Physics-informed residual corrector presupposes target governing relations for enrichment

specific steps
  1. self definitional [Abstract]
    "The proposed framework combines a variational autoencoder, a conditional latent diffusion model, and a physics-informed residual corrector to complete sparse observations with synthetic fields constrained by governing relations."

    The residual corrector is defined to constrain the generated fields by the governing relations of the target system. Since the downstream task is symbolic regression to recover those same governing relations from the enriched data, the enrichment step is constructed using the target output (the equations), making any measured improvement in recovery dependent on prior knowledge of the physics being discovered.

full rationale

The framework's central mechanism for generating enriched data that improves SR recovery is the physics-informed residual corrector, which explicitly constrains synthetic fields using the system's governing relations. This step reduces the reported performance gain to a process that injects prior knowledge of the target equations into the data, directly contradicting the claim of operating without additional domain expertise in discovery settings. The abstract provides the explicit description of this dependency, and no independent derivation or external validation of the corrector is indicated.

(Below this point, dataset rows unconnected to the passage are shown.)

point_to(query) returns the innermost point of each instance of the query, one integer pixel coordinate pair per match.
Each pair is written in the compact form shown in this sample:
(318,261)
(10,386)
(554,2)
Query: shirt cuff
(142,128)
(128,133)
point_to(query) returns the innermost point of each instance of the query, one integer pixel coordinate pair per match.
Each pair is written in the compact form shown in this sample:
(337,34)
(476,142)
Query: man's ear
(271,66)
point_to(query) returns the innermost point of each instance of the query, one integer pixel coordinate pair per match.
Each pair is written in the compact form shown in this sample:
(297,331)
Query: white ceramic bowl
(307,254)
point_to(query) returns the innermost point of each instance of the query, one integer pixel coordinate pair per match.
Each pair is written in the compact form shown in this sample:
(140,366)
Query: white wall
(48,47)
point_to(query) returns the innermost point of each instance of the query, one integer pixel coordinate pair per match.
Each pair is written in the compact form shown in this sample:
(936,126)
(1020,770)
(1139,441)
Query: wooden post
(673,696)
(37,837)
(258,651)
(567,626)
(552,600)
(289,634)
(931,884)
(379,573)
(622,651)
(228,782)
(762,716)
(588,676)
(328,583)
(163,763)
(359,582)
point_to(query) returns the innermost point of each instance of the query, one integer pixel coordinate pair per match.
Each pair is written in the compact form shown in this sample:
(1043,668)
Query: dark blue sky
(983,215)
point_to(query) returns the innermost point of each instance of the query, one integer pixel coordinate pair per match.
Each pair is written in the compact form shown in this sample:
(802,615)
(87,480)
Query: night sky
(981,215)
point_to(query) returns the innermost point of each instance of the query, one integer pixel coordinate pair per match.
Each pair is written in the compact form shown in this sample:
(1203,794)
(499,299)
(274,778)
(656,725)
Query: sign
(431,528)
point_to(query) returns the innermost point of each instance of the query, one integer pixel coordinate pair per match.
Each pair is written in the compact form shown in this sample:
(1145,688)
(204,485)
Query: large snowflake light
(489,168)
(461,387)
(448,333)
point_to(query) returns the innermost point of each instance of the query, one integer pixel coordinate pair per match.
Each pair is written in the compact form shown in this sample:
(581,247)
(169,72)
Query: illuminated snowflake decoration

Axiom & Free-Parameter Ledger

0 free parameters · 1 axioms · 1 invented entities

Abstract-only; the ledger is populated from the high-level description. The central claim rests on the assumption that a learned physics residual can enforce governing equations on generated samples without access to the true equations during inference.

axioms (1)
  • domain assumption The target physical systems obey known governing PDEs or ODEs that can be used as soft constraints during data generation.
    Invoked when the physics-informed residual corrector is introduced.
invented entities (1)
  • physics-informed residual corrector no independent evidence
    purpose: Adjusts diffusion-generated fields to satisfy physical constraints
    New module introduced in the framework; no independent evidence supplied in the abstract.